论文标题
生存SEQ2SEQ:基于序列序列序列的生存模型
Survival Seq2Seq: A Survival Model based on Sequence to Sequence Architecture
论文作者
论文摘要
本文介绍了一个新型的非参数深层模型,用于在存在审查数据和竞争风险的情况下估算事件时间(生存分析)。该模型是基于序列到序列(SEQ2SEQ)架构设计的,因此我们将其命名为存活seq2seq。我们模型编码器的第一个复发性神经网络(RNN)层由带有衰减(GRU-D)细胞的门控复发单元组成。这些细胞具有有效地将纵向数据集的不交流值归为具有很高速率的纵向数据集,例如电子健康记录(EHR)。生存SEQ2SEQ的解码器为每个竞争风险生成概率分布函数(PDF),而无需假设风险的任何先前分布。利用RNN单元格,解码器能够生成光滑且几乎无尖峰的PDF。这超出了现有的非参数深层模型的生存分析能力。关于合成和医疗数据集的培训结果证明,就预测的准确性和生成的PDF质量而言,生存SEQ2SEQ超过了其他现有的深层生存模型。

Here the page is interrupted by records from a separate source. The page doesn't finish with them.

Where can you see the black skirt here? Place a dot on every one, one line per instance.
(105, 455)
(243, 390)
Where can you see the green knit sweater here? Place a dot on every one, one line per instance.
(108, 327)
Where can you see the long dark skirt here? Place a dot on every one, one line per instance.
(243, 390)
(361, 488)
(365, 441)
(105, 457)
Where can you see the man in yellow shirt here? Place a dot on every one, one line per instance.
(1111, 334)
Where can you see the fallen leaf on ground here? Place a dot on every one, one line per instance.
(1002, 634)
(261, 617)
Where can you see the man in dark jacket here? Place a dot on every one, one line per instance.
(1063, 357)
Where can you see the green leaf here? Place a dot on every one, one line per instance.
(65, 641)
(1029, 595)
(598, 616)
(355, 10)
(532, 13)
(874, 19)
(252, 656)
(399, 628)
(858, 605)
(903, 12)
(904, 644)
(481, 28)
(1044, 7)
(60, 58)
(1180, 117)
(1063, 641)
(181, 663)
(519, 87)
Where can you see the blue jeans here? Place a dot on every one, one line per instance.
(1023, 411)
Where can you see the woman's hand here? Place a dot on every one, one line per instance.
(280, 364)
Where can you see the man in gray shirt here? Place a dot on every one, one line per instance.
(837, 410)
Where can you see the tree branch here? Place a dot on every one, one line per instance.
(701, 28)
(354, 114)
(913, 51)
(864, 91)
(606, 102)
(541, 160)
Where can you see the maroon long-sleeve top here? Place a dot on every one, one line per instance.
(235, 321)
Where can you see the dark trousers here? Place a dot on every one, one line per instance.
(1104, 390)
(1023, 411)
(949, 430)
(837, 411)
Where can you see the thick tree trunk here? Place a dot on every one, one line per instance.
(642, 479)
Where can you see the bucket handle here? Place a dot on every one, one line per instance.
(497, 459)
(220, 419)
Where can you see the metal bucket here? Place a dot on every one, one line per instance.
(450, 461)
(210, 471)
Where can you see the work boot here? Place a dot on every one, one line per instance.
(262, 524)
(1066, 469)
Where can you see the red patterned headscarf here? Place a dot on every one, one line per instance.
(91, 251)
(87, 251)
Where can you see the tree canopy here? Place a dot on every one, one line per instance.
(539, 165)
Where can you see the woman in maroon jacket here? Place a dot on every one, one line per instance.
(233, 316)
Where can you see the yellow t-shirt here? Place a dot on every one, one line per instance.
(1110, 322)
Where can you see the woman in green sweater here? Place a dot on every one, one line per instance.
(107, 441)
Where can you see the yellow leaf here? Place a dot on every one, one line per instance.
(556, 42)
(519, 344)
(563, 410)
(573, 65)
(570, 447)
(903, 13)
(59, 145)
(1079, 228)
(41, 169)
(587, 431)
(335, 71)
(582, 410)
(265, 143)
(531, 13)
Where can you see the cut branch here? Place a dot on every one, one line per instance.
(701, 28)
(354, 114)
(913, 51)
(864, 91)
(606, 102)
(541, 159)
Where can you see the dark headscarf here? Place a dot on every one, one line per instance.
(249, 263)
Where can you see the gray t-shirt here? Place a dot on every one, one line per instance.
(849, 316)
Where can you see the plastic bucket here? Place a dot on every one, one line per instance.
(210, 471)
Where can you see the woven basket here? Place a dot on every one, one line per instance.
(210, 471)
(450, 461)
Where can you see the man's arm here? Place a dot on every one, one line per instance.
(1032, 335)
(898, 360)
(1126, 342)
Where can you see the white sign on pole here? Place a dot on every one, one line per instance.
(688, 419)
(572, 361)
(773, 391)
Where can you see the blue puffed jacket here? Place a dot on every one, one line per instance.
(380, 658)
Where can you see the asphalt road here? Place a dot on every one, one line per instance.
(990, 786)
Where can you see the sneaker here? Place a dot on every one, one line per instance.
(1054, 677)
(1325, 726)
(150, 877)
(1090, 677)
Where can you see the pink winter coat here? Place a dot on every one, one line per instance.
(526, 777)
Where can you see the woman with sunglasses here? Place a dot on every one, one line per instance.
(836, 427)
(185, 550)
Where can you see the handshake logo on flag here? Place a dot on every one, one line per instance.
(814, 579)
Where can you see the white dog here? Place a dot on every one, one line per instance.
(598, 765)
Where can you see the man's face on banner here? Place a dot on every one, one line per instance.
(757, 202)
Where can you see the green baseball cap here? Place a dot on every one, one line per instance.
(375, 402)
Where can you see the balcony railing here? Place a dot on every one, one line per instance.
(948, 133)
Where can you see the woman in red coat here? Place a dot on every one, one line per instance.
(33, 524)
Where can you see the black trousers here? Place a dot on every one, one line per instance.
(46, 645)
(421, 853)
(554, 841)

This paper introduces a novel non-parametric deep model for estimating time-to-event (survival analysis) in presence of censored data and competing risks. The model is designed based on the sequence-to-sequence (Seq2Seq) architecture, therefore we name it Survival Seq2Seq. The first recurrent neural network (RNN) layer of the encoder of our model is made up of Gated Recurrent Unit with Decay (GRU-D) cells. These cells have the ability to effectively impute not-missing-at-random values of longitudinal datasets with very high missing rates, such as electronic health records (EHRs). The decoder of Survival Seq2Seq generates a probability distribution function (PDF) for each competing risk without assuming any prior distribution for the risks. Taking advantage of RNN cells, the decoder is able to generate smooth and virtually spike-free PDFs. This is beyond the capability of existing non-parametric deep models for survival analysis. Training results on synthetic and medical datasets prove that Survival Seq2Seq surpasses other existing deep survival models in terms of the accuracy of predictions and the quality of generated PDFs.